ArcelorMittal, the world’s biggest steelmaker, posted fourth-quarter profit that was in line with analyst estimates and forecast an improvement in the first half.
Earnings before interest, tax, depreciation and amortization fell to $1.71 billion from $1.85 billion a year earlier, compared with the $1.68 billion median estimate of 16 analysts surveyed by Bloomberg. First-half Ebitda is likely to exceed results in the prior six months, while still being lower than a year earlier, the company said today in a statement.
“Looking ahead to 2012, the situation in Europe remains a live concern,” Chief Executive Officer Lakshmi Mittal said in the statement. “Despite the continued uncertainty in this market, however, we are seeing an improvement in sentiment compared with the fourth quarter.”
The company posted its lowest quarterly profit in two years as cooling economies in China and Europe sapped demand for steel, sending prices lower. Nippon Steel Corp., Japan’s largest producer, reported its first loss in three quarters last month and forecast declining use of the alloy.
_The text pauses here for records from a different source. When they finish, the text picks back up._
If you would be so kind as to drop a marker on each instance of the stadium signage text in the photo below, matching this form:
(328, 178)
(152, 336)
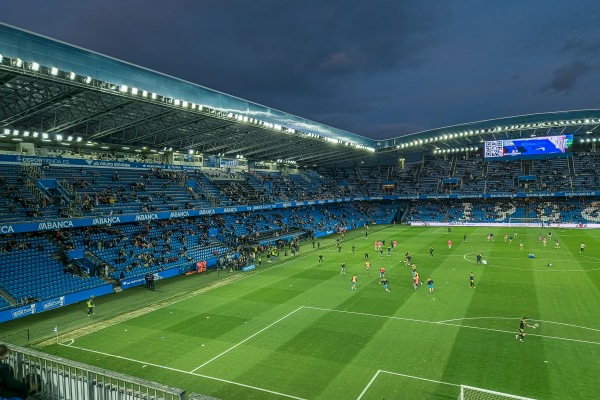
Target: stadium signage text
(106, 221)
(23, 311)
(146, 217)
(129, 218)
(179, 214)
(54, 303)
(44, 226)
(6, 229)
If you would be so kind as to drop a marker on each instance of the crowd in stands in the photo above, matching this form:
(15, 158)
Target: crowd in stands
(116, 252)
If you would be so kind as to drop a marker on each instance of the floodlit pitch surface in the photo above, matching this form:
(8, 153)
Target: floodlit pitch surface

Prices for hot-rolled steel coil, a benchmark product used in vehicles and buildings, have fallen for three straight quarters and slumped to the lowest in 13 months in December, according to Steel Business Briefing’s global price index.
ArcelorMittal has “temporarily suspended” an increase in steel capital spending to focus its projected $4 billion to $4.5 billion of investment in 2012 on mining growth. The company has put two steel-plant expansions in Brazil on hold because of a “strong” Brazilian currency and weaker growth than forecast, Chief Financial Officer Aditya Mittal said today on a conference call. The company also delayed an expansion at its Canada unit.
Global steel consumption will rise 4.5 percent this year, less than the 5.4 percent forecast in October by the World Steel Association, according to the median estimate of 14 steelmakers, analysts and traders surveyed by Bloomberg. Growth may be as low as 1.2 percent, Bloomberg Industries analysis shows.
China Vs Europe
ArcelorMittal said steel demand growth may slow to as little as 4.5 percent in 2012 from 6.3 percent in 2011. Chinese consumption is likely to rise at 5.2 percent, while European demand is forecast to decline by 1.3 percent in 2012, he said.
Europe is in a “recessionary environment,” he said. “We expect overall apparent demand to be down due to the recessionary macroeconomic situation.”
Steel shipments fell 2.4 percent in the fourth quarter from the prior three months to 20.6 million metric tons. First-half shipments will be similar to those a year earlier, while mining volumes will exceed those in the comparable period, ArcelorMittal said.
Net debt fell by $2.4 billion in the fourth quarter to $22.5 billion. A further reduction is anticipated from “non- core” asset sales, it said.